By Erica Hemingway
Even though Rachel Dance can’t hear all the music, she doesn’t let that stop her from dancing.
When she began dancing at eight years old, she found it difficult to stay on beat and on balance, given that she was born completely deaf in her left ear. She actually couldn’t hear some of the different musical tones.
As a fourth-year student in RTA media production, Dance took her personal struggle and transformed it into a script.
What started out as a final media project for RTA turned into an immersive and challenging visual album that reaches out to the deaf and hard of hearing community.
TRANCE is a student-funded project telling the story of a deaf dancer, Clementine, who relearns to dance by feeling the vibrations of the music and picking up minor tones and frequencies.
After a car accident turned her world silent, Clementine must approach her dancing from a new angle. Through the vibrations, overtones and slight frequencies, she must learn to dance by not listening, but feeling the music.
“Imagine putting your hands to a speaker, and the vibrations you feel with that,” said Dance. “That is the feeling I have in my ear when I listen to music. Being half deaf, I have a take on sound, as well as the loss of it.”
Along with Dance, six other RTA students are working on the project. They began filming over reading week, and they are working towards launching the project in December.
“I wanted to make it something special,” said Layla Shioguchi, co-producer and art director. “Music is such a big part of my life, and I thought about a life without music. It led to the story of a dancer, because dancers are so intertwined with music.”
Niamh Wilson, a first-year anthropology student at the University of Toronto, is tasked with interpreting a deaf dancer correctly in her role as Clementine in the album. “I feel like I have a particular amount of responsibility because the deaf community is a large community that deserves to be represented properly,” said Wilson. She explained how she is inspired by her grandfather—who recently lost his hearing—and his experience as a deaf person when interpreting her character.
“When he went deaf, it was a really lonely transition. He’s been able to hear his entire life, then all of a sudden he didn’t have that ability anymore, and it was really frustrating for him,” said Wilson.
“The biggest misunderstanding is that you can’t see the disability, so you have to be really conscious of the way you’re interacting with people,” said Christine Skowron, co-producer and director.
Dance said that she would often be made fun of in middle school and high school, and that some of her peers neither understood nor sympathized with her hearing impairment.
When it comes to dancing from a deaf perspective, often dancers will be choreographed to the undertones and overtones of the melodies, which are the resonances and variations between notes. They can pick up on minor frequencies as well as the vibrations that come from music. It’s similar to the sensation you may feel being at a concert.
“Deaf dancers are still successful, even though they don’t hear the same music,” said Dance. “There’s more to dance than just the lyrics. It’s the feel of the music.”

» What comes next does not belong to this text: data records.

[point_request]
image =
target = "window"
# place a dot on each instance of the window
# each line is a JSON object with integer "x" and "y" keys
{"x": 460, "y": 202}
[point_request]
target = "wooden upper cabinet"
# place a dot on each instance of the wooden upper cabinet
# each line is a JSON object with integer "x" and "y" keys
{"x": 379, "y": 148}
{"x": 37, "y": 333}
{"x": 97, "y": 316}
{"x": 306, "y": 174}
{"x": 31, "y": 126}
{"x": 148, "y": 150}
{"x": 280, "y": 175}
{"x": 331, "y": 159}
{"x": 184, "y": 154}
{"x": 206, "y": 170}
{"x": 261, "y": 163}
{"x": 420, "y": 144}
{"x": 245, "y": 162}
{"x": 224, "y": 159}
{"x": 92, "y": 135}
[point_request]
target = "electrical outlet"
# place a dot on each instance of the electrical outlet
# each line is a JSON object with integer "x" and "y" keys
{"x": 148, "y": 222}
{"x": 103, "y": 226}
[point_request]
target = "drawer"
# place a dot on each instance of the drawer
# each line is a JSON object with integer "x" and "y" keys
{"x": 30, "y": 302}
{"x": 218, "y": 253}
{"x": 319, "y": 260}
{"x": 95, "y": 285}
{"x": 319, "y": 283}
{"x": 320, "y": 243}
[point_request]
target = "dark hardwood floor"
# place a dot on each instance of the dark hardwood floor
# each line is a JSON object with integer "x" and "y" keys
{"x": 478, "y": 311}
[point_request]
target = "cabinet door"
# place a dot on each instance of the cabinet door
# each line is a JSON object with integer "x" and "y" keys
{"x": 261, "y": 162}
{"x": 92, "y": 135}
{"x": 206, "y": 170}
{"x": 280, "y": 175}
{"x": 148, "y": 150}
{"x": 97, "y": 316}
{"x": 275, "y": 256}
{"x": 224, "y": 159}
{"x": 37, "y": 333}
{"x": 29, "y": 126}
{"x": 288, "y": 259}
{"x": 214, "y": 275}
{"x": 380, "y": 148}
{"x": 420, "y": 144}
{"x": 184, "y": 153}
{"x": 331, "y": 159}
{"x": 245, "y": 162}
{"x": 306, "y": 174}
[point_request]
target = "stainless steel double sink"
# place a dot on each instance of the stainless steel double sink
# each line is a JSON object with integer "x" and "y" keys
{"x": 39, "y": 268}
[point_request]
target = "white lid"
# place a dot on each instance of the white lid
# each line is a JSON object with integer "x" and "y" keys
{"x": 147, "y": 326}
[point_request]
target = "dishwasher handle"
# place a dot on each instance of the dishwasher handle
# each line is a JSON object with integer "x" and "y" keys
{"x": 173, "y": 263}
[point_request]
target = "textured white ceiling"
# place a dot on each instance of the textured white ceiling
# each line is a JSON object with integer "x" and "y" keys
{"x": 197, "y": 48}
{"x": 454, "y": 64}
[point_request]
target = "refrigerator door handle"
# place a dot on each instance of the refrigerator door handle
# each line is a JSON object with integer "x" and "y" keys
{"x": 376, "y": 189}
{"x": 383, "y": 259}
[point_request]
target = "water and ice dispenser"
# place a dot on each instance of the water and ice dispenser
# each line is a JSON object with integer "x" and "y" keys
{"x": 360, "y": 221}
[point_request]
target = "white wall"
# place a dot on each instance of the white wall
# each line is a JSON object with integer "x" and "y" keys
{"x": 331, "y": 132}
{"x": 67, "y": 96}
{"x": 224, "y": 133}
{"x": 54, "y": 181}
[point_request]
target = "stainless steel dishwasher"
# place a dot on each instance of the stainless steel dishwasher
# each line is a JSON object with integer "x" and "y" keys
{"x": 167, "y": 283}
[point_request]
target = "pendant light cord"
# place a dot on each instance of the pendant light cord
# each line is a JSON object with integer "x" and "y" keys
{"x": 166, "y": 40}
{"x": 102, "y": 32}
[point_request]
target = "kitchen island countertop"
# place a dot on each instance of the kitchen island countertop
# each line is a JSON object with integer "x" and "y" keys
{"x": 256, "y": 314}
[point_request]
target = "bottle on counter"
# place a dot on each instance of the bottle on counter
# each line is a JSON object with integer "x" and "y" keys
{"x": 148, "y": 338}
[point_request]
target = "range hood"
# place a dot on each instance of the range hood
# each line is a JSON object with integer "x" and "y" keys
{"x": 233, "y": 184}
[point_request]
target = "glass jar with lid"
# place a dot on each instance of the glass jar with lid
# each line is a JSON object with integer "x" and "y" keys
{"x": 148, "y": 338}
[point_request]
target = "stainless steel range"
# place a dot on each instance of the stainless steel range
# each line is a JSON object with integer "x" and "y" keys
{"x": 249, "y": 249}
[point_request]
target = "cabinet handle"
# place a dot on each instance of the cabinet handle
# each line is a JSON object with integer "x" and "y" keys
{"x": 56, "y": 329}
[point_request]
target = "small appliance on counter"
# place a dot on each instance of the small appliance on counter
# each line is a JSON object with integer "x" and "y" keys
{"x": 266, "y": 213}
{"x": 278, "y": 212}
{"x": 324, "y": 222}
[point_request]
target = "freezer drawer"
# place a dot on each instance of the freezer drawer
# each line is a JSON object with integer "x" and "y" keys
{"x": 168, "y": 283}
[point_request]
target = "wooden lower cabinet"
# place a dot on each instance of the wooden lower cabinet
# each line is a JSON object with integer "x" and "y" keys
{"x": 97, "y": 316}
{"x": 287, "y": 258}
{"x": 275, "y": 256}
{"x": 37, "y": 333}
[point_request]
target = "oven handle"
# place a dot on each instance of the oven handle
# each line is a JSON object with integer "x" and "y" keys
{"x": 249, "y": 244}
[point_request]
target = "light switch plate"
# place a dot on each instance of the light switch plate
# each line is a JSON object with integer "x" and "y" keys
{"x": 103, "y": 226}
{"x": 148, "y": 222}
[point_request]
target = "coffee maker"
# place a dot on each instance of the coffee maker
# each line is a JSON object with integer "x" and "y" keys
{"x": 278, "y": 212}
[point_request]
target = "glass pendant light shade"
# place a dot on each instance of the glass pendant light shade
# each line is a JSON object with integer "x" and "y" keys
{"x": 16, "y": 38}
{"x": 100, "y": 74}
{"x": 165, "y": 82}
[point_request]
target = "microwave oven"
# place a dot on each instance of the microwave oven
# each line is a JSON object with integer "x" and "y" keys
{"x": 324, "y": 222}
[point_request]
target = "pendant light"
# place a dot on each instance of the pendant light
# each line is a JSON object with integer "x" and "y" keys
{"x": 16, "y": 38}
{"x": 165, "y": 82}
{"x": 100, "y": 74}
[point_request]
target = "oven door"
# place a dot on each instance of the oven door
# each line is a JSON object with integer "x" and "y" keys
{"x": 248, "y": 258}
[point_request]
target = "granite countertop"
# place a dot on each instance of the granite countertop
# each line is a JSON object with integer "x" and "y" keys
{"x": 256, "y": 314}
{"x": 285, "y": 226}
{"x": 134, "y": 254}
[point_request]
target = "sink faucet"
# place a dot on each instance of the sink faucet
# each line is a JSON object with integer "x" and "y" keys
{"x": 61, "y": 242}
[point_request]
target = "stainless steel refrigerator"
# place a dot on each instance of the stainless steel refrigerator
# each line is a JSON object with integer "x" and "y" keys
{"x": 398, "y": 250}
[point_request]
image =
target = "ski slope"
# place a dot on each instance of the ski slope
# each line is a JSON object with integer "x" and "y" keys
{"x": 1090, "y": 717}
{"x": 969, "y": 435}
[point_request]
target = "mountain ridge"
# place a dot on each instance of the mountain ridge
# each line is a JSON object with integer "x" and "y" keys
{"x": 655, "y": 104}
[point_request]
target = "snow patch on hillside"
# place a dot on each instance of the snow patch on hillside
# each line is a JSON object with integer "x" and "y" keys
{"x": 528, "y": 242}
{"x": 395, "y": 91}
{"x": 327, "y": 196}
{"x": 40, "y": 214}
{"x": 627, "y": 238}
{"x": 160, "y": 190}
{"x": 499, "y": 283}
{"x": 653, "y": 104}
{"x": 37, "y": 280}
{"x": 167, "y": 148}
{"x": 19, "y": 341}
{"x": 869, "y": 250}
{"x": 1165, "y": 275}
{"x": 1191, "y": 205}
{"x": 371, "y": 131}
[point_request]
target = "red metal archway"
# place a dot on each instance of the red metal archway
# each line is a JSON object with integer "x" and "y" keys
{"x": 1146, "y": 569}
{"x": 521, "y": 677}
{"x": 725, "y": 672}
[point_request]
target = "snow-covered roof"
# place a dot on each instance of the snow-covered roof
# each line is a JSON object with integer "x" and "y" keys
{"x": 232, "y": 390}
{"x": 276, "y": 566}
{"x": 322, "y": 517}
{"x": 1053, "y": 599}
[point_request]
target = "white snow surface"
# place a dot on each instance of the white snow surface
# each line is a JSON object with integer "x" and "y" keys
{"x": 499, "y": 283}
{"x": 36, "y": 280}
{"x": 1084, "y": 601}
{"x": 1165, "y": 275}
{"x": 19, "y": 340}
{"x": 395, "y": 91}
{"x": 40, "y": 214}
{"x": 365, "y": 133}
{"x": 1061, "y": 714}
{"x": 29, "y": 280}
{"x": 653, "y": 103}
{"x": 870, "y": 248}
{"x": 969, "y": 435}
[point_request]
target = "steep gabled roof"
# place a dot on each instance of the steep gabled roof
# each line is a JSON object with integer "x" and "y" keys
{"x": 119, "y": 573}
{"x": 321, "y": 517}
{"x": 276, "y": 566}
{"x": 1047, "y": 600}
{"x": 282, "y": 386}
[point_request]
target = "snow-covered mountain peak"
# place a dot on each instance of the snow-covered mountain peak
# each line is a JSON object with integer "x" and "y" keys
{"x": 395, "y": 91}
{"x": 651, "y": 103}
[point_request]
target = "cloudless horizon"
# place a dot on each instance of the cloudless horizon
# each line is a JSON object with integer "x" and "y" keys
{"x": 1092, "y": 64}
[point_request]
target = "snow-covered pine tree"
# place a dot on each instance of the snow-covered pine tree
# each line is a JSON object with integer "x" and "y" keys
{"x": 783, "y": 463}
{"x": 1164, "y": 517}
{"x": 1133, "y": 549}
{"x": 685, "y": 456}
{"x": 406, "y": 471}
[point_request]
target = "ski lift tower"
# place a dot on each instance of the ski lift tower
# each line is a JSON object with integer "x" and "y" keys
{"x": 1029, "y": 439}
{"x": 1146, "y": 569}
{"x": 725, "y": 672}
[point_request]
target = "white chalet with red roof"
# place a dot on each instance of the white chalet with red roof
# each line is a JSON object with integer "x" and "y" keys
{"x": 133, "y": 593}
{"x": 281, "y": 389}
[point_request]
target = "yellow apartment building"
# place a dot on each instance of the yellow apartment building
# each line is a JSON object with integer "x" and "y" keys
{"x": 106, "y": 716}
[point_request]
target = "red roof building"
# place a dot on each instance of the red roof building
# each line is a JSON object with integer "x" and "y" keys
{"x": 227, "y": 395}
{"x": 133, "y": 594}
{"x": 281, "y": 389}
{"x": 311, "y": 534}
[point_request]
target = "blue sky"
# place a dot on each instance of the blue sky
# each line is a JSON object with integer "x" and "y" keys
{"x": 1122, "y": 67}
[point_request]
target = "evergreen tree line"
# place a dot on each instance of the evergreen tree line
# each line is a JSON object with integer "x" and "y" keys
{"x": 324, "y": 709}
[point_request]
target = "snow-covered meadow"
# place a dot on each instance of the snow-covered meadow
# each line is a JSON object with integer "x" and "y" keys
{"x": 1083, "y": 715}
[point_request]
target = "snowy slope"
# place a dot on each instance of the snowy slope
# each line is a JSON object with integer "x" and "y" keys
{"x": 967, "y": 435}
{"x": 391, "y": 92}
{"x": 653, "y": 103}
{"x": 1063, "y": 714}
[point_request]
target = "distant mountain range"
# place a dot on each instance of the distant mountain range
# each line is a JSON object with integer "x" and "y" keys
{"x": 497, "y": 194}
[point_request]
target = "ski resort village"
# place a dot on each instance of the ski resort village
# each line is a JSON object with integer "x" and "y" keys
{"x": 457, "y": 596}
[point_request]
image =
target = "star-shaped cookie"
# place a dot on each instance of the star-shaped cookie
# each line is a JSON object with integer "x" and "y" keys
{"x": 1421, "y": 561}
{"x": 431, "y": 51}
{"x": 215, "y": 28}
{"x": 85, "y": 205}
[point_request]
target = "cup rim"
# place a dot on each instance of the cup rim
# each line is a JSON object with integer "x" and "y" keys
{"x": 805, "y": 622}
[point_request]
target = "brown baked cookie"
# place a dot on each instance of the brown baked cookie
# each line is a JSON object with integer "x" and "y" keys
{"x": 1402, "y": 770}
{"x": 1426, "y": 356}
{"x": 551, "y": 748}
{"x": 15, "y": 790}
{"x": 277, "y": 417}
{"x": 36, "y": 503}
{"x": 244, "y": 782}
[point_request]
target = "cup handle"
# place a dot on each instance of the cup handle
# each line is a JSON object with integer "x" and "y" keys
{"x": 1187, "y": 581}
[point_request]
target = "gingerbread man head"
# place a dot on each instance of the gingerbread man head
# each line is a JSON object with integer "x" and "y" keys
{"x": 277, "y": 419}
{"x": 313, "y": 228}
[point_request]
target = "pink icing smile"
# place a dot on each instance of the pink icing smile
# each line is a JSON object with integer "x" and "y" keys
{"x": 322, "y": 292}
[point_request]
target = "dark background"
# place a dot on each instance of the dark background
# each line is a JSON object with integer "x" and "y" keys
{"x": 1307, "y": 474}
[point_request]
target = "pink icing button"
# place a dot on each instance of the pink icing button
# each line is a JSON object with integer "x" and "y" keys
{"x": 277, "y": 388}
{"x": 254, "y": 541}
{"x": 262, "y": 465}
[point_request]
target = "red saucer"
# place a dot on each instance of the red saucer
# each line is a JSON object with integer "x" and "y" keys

In order to channel this experience, the TRANCE team partnered with SubPac, a tactile audio system designed to deliver a physical dimension of sound. It’s a wearable technology that pulses sound through the body—enabling a person to feel the music they’re listening to.
With this technology, TRANCE is planning to have their album accessible to people who are deaf and hard of hearing. This will also help those who aren’t part of the deaf commnity to experience the sensations and frequencies that deaf people are subjected to, creating an immersive and involving creative experience for all.
They have an Indiegogo campaign set up and available through their Facebook page to assist with crowdfunding costs.
Despite the hardships, the TRANCE team trudges on with their vision of creating a platform for deaf dancers whose stories are not often told.
“When you go head-on with a passion project like this, it kind of ends up being your life,” said Skow- ron. “It’s been difficult but exciting to bring this project to life.”
TRANCE partnered with music producer Hunter P. Thompson (a.k.a. Akasha System) who created an original soundtrack for the visual album. Dance said that TRANCE and Akasha System “just clicked.” His sound tells Clementine’s story through audio—the album is free of any dialogue—allowing for people both deaf and hard of hearing to be equally immersed in the story.
“When I wrote the script, I cried for Clementine. I felt for her and her perseverance to prove people wrong,” said Dance. “Everything that I’ve imagined in this piece had transferred perfectly onto screen. I’m very excited for it.”